There is a "credibility gap" between the United States and Pakistan, the Pakistani prime minister said of the deteriorating ties.
Relations between Pakistan and the United States declined after U.S. Navy SEALs last May and killed al-Qaida leader Osama bin Laden at a compound in Pakistan.
The relationship was strained further when the U.S.-led NATO alliance in Afghanistan bombed a border checkpoint last month, killing 24 Pakistani soldiers.
Islamabad closed its border for NATO convoys entering Afghanistan, leaving hundreds of supply trucks idled along the border.
Pakistani Prime Minister Syen Yousuf Raza Gilani told the BBC in a weekend interview that the blockade would remain in place at least through the end of the month.

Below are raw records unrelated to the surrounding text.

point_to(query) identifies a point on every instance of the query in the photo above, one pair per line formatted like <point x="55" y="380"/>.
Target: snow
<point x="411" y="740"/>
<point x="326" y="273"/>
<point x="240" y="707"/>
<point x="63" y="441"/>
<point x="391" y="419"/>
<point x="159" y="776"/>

The airspace, he added, might be closed to U.S. forces in response to last month's strikes.
"There is a credibility gap, we are working together and still we don't trust each other," the Pakistani prime minister was quoted as saying.
Pakistan boycotted a conference on Afghanistan last week in Bonn, Germany, in response to the airstrike.
Zalmay Khalilzad, former U.S. envoy to Afghanistan, told Radio Free Europe/Radio Liberty that, without Pakistan, the international effort to stabilize Afghanistan could "take much longer."